Coates Hire invests big as Australia booms
By Murray Pollok29 March 2011
Coates Hire will invest as much as A$450 million (€325 million) in the current financial year on its fleet and expects spending to be at similar levels for the next two years as it seeks to exploit the buoyant construction and natural resources sectors in Australia.
The company's chief executive officer, Leigh Ainsworth, told IRN at the Conexpo exhibition that Coates was expecting to grow its revenues by as much as 60% by mid-2013 from its low point during the financial crisis.
Over the three years fleet investment could reach more than A$1.35 billion (almost €1 billion).
"There's a lot of opportunity for everybody. It's a scale of construction activity that the country hasn't seen before", said Mr Ainsworth. He said projects valued at A$60 billion were currently underway and a further A$175 billion worth of projects are approved.
"We're experiencing the best market conditions since I started in November 2008", said Mr Ainsworth, "I think we have just about hit record levels again."
The fleet investment, which will be across all product sectors, will help the company grow its business in line with demand, and will expand and refresh the fleet after several previous years of low investment during the financial crisis.
Coates Hire's revenues went down between 15 and 20% from the peak conditions, but it is now rebounding quickly and expects the 60% growth to be achieved without making significant acquisitions.
"I don't think we would get the benefit [of major acquisitions]", said Mr Ainsworth, "If we have an interest it's more in specialist businesses with expert people." Power, pumping and shoring equipment were examples mentioned by Mr Ainsworth. Another specialist sector is aerial platforms, where Coates Hire is very strong, with over 8000 units in its fleet.

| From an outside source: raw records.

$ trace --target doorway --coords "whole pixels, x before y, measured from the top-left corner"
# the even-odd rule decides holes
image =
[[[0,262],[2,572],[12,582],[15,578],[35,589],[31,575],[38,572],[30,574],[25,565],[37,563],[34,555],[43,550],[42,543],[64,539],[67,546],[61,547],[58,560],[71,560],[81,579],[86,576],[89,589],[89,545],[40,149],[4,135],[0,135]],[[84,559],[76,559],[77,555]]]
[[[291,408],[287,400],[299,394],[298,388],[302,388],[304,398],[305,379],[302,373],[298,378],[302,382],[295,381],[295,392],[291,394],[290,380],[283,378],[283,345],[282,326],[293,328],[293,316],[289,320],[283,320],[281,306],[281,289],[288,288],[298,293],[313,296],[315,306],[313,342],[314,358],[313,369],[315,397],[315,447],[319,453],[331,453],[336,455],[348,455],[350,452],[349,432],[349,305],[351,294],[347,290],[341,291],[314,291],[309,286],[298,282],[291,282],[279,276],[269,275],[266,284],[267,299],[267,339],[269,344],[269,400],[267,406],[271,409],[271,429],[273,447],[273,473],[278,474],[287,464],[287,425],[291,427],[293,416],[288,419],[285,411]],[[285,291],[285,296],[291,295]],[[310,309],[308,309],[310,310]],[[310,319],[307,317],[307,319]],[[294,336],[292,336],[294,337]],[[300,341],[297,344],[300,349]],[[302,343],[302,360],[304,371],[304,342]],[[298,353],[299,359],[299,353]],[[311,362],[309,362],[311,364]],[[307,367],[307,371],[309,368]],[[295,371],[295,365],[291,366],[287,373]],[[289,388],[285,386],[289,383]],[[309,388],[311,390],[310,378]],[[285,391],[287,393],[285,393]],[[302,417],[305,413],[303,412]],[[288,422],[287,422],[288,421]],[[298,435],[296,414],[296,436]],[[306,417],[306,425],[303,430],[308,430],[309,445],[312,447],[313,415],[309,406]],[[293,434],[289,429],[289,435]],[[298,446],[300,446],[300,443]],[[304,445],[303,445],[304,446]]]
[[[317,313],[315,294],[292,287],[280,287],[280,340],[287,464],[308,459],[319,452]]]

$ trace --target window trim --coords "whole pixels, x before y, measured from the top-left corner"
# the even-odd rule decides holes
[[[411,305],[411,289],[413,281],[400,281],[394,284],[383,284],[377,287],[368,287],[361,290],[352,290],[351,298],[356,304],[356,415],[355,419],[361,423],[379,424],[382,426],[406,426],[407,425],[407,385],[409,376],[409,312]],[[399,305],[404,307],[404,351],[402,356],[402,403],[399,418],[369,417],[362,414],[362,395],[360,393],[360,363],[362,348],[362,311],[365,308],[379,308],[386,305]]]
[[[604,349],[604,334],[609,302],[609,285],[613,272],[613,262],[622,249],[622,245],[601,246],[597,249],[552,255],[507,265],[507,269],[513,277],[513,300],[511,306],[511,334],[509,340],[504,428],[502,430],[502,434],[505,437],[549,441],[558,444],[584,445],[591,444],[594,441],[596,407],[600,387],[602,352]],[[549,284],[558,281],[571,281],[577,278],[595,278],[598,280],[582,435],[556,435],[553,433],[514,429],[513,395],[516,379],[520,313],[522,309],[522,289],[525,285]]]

The company also expects to add branches to its network, with around 10 new locations to be opened in the current financial year, several located at major natural resource sites.
One issue for the company is to get pricing back up to pre-crisis levels. Utilisation rates are good, said Mr Ainsworth, but pricing is down as much as 10-15% from peak levels, particularly in sectors such as compaction equipment and aerial platforms; "Pricing did go down, and I think it will be a hard road back."